Your monthly benefit is based on your highest monthly earnings over a period of 35 years, not what you paid in. Originally Posted by luv4horses Meanwhile, Medicare seems to be a medical support program with an entirely different set of rules in that your current payments are controlled by your recent 'income', no matter if it comes from a job, investments, sale of real property etc.
Medicare is the result of government interference in the healthcare system.
Policy decisions, rules, regulations and laws enacted by the federal government as well as State governments coerced everyone into employer sponsored group plans. People still had access to healthcare as a result of the Hill-Burton Act of under which hospitals agreed to provide free care to anyone who needed it, in return for government grants and loans.
The final nail in the coffin was the In Re: Inland Steel Supreme Court decision. Several other government policies, including changes to the IRS Tax Code decoupled catastrophic care from group life-insurance policies, creating an entire group of people without access to health insurance.
The package will include information on Medicare Part A hospital insurancePart B medical insurancethe cost of Part B premiums, and Part D, the prescription drug plan.
Social Security and Medicare Retirement Benefits
Come your 65th birthday, you'll be automatically enrolled in A and B, though you'll have the right to opt out of B. Medicare is also publicized on the Social Security website and mentioned in Social Security annual statements. When's the right time to apply for Medicare? Medicare generally advises you to apply for coverage during the three months before you turn 65, to ensure it will start in your birthday month.
How Social Security and Medicare Work Together
But the full Medicare initial enrollment period lasts for seven months: You're free to apply at any time during that period.
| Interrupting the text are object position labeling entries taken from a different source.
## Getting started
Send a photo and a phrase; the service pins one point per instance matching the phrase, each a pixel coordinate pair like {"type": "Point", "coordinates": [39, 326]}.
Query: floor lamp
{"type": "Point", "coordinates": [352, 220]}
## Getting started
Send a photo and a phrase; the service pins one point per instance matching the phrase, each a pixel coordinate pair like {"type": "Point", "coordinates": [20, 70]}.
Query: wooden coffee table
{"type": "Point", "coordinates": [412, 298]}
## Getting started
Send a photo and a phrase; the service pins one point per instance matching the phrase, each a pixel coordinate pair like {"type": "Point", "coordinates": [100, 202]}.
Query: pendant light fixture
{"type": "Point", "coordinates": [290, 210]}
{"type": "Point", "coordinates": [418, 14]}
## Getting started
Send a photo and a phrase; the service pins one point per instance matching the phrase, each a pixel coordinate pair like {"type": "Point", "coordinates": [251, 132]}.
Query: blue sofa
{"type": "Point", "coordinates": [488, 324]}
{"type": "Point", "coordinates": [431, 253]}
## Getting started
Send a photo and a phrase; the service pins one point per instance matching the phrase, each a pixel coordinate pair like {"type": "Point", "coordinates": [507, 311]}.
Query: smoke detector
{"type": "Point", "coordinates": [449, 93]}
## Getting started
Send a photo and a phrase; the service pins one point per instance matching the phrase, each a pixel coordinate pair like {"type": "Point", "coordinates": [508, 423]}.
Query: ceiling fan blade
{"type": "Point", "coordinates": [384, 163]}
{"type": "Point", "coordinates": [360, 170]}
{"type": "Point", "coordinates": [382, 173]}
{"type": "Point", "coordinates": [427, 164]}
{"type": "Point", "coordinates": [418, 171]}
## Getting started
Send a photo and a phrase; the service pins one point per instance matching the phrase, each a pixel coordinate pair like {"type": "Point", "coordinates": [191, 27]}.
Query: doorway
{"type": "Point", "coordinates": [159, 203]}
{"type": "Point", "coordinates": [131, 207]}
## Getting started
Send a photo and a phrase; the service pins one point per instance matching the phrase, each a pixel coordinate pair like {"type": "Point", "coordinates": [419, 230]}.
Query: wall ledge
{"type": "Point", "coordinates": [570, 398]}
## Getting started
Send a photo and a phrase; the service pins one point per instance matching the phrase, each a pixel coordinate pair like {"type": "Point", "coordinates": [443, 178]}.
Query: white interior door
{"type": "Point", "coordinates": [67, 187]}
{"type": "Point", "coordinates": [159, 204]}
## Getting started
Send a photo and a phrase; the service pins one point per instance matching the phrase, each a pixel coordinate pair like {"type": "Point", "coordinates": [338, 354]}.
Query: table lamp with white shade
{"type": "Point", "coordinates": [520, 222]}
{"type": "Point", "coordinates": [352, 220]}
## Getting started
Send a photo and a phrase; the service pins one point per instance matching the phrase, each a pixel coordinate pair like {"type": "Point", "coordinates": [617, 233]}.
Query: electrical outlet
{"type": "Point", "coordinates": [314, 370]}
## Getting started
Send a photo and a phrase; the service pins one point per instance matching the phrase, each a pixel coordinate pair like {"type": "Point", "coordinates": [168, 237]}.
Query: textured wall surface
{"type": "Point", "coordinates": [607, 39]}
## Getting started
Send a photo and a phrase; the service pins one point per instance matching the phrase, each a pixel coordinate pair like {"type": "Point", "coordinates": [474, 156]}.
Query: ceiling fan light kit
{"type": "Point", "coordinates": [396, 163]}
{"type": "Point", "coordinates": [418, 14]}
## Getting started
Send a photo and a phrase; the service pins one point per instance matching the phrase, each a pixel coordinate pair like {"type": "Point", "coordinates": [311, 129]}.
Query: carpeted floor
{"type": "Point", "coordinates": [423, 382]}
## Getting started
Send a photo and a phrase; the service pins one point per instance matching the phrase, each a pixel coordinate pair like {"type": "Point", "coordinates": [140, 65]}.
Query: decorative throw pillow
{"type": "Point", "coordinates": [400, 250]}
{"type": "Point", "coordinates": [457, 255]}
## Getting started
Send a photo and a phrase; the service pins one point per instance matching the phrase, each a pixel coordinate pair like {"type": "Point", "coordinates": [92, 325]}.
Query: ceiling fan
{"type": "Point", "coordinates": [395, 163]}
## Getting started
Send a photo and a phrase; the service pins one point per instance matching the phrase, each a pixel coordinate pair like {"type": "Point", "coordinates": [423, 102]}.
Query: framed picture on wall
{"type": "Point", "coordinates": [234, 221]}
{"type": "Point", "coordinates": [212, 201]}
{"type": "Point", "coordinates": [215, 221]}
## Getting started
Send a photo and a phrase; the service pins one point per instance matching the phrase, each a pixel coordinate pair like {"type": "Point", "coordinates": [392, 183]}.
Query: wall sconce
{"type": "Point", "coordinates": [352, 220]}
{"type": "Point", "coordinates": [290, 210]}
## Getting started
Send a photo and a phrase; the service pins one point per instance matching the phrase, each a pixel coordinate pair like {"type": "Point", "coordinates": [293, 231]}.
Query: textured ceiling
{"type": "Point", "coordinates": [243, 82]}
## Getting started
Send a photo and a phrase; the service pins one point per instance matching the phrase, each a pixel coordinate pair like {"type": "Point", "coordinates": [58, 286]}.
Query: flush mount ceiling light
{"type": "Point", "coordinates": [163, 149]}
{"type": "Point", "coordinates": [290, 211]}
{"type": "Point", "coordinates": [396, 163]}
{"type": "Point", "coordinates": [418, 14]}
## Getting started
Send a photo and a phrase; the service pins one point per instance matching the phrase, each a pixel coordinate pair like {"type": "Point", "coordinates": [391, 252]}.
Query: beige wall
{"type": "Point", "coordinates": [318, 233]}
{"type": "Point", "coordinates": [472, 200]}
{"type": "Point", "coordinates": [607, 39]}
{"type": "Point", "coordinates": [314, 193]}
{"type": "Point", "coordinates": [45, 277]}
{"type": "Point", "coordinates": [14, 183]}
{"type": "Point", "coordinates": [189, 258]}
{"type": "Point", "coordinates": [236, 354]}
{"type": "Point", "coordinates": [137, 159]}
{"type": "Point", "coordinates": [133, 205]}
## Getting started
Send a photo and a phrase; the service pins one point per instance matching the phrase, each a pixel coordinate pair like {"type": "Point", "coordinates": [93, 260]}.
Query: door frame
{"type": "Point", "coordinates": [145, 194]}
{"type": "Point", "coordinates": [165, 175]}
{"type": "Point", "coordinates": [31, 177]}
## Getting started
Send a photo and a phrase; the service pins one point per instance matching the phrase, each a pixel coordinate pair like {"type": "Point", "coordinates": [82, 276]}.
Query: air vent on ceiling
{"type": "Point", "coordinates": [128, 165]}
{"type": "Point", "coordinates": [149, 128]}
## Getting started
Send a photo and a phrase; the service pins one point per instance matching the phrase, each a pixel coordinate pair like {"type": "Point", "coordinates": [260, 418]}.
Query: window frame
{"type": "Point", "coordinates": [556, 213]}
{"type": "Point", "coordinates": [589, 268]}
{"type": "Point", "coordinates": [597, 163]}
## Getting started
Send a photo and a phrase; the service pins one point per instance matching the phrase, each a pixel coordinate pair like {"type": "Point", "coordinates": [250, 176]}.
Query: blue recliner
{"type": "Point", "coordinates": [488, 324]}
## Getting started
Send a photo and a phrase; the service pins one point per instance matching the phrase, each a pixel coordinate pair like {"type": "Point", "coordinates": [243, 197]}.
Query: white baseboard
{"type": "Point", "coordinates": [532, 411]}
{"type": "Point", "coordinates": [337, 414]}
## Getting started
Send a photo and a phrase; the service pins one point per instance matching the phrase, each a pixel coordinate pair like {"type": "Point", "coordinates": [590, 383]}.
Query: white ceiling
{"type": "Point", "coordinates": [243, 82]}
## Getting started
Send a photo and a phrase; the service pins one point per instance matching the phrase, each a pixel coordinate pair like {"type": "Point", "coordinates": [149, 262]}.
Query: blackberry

Medicare Question and Answer Tool If you delay, you may face higher premiums for the rest of your life — 10 percent higher for Part B for every 12 months that you could have had coverage but didn't. But there are important exceptions.
If on turning 65 you or your spouse is working for a company with 20 or more employees that covers you under a group health plan, you don't have to enroll in Medicare at that time. You can wait until you stop working or otherwise lose that insurance, and you won't be charged a late enrollment penalty. So Social Security will collect my Medicare premiums?
If you're receiving Social Security retirement benefits, your Medicare premiums will be deducted from them. Social Security will send you a notice about when the deductions will begin.
If you're not getting retirement benefits, you'll receive monthly bills.